Thank you Paul and grand-darlings. I've known for weeks that this particular message was coming up, but I cracked up when I heard a radio program on Friday that touched on the idea of giving and just what we do with our "harvests of seeds."
The first of those programs talked about the Economics of Happiness, a book by a Lord Richard Layard, an economist and director of the Well-Being Program at the London School of Economics Center of Economic Performance. He suggested that roughly 2% of our happiness is due to our income - as it relates to the income of those around us, and that a third of our happiness can be measured by external factors like relationships - family, if you have work, what that work is like.
The other program I heard talked about the new science of spending. Michael Norton of Harvard Business School and Elizabeth Dunn of the University of British Columbia have been exploring the a similar idea to Lord Layard: that how we spend our money can have a significant impact on how happy we feel.
Norton and Dunn suggest that experiences bring us longer lasting happiness than material items. We can get more lasting happiness from a vacation, special meal or concert than a television or car - things that we get used to having around. In both the programs that aired this week, the gist was that being deliberate in what we spend our time and energy on - the seeds we plant or sow - have direct implications in the happiness we reap and are able to pass along.
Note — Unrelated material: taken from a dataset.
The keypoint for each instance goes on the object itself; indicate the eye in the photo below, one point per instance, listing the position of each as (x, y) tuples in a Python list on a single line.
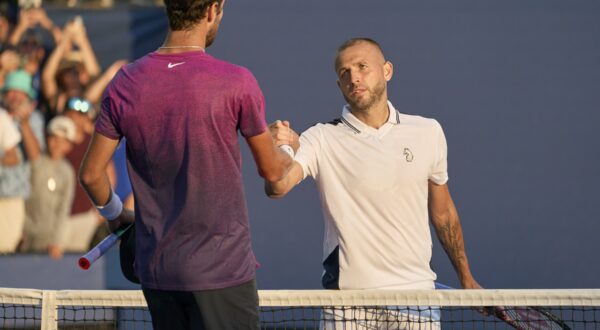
[(343, 73)]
So as you contemplate your new yacht or buying trip to Paris, let us all be mindful of our job as God's managers over the seeds we have been given. Let us remember that our happiness is not dependent on things, but in us. Let us thank God for the gifts that can seem too wonderful for words.
God of all that we have and all that we are, we thank you for investing in each our individual lives. We are grateful for the seeds that were planted eons ago that have grown into blessings that can seem too wonderful for words. Help each of us to remember that you bless us - that we can bless others. When it comes to the money with which you have blessed us, help each of us be wise and generous and glad for the opportunities you give us - no matter how big or small they may seem to us. And no matter what our bank accounts say, Gracious God, remind us of how rich we are because of the gift you gave us in Christ. And all your harvesters say, Amen.
Just the messenger. And the collector and arranger of that which has been received. References available upon request.